# Dual Coil Unit



## Jan Bike (23/2/15)

Good morning. Advise please. I have the EVOD that operate on the single coil. Will the dual coil work on this device? 
Thank you.
Jannie


----------



## MurderDoll (23/2/15)

Couldn't resist.

Yeah. It depends which dual coil cleoromiser your wanting to use with it.


----------



## Jan Bike (23/2/15)

Zodd said:


> Couldn't resist.
> 
> Yeah. It depends which dual coil cleoromiser your wanting to use with it.


Tanks Zodd as I said the cleoromiser that I have is the original that came with the kit. The single coil model!


----------



## Andre (23/2/15)

It should work, but probably not very satisfactory. Dual coils like to have more power to drive it.


----------



## Jan Bike (23/2/15)

Andre said:


> It should work, but probably not very satisfactory. Dual coils like to have more power to drive it.


Thanks Andre that said I do have the Vision spinner 2 battery. The EVOD clearomiser fit on it. Could that be the solution?


----------



## Andre (23/2/15)

Jan Bike said:


> Thanks Andre that said I do have the Vision spinner 2 battery. The EVOD clearomiser fit on it. Could that be the solution?


So, if I understand you correctly, you want to use the dual coiled EVOD clearomizer on the Vision Spinner 2? If so, should be perfectly fine....a great combination.


----------



## Jan Bike (23/2/15)

Andre said:


> So, if I understand you correctly, you want to use the dual coiled EVOD clearomizer on the Vision Spinner 2? If so, should be perfectly fine....a great combination.


That is correct yes. I am going to try it out thank you Andre.


----------



## Jan Bike (23/2/15)

Jan Bike said:


> That is correct yes. I am going to try it out thank you Andre.

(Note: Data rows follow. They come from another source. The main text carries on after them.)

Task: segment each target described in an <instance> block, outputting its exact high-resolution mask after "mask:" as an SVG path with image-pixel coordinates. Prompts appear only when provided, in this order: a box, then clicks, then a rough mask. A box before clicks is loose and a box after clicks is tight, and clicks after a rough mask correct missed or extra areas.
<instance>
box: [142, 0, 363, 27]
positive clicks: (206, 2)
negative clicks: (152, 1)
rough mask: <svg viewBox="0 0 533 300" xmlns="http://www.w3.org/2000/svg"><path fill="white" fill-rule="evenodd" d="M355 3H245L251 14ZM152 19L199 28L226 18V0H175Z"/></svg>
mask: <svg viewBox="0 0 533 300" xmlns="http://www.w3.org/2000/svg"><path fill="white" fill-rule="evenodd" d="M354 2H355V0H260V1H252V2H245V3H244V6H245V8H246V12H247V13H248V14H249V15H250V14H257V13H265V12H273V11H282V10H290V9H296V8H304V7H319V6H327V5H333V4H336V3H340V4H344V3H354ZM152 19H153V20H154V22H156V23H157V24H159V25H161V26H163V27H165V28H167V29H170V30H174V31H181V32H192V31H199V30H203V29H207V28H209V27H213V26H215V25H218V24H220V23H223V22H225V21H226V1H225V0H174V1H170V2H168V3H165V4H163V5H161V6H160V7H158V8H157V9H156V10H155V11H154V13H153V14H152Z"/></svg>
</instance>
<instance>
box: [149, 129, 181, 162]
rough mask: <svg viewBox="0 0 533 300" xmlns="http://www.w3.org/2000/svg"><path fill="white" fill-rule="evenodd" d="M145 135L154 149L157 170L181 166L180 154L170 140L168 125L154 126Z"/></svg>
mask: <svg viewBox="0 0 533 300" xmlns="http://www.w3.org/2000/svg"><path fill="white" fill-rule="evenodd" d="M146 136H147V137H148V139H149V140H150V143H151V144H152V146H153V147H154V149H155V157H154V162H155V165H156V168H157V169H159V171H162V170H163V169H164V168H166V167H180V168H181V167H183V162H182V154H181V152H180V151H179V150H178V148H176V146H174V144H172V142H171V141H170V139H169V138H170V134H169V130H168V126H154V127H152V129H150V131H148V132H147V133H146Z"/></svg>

I tried it out but the dual coil is to long for the clearomiser. So back to the drawing board.


----------



## BumbleBee (23/2/15)

I think there was some confusion here. The Dual coil unit (atomizer) like the one that fits the Mini ProTank 3 will not fit the single coil EVOD1 tank/clearomizer. The single coil from the EVOD1 will however fit a Dual Coil clearomizer like the mPT3 if an extra silicon grommet/seal is added on the base of the chimney section. All of these clearomizers are EGO threaded and will fit on any battery/mod with an EGO thread.

Reactions: Agree 1


----------



## Jan Bike (23/2/15)

BumbleBee said:


> I think there was some confusion here. The Dual coil unit (atomizer) like the one that fits the Mini ProTank 3 will not fit the single coil EVOD1 tank/clearomizer. The single coil from the EVOD1 will however fit a Dual Coil clearomizer like the mPT3 if an extra silicon grommet/seal is added on the base of the chimney section. All of these clearomizers are EGO threaded and will fit on any battery/mod with an EGO thread
> Thank you for the info BumbleBee


----------



## Andre (23/2/15)

BumbleBee said:


> I think there was some confusion here. The Dual coil unit (atomizer) like the one that fits the Mini ProTank 3 will not fit the single coil EVOD1 tank/clearomizer. The single coil from the EVOD1 will however fit a Dual Coil clearomizer like the mPT3 if an extra silicon grommet/seal is added on the base of the chimney section. All of these clearomizers are EGO threaded and will fit on any battery/mod with an EGO thread.


Thanks for clearing that up....I got lost. 
@Jan Bike, as far as I know the EVOD clearomizer is also available as a dual coil unit...yes, here it is - called the EVOD 2 (only R70): http://www.vapeclub.co.za/collectio...the-vapour/products/evod-2-dual-coil-atomiser

Reactions: Like 1


----------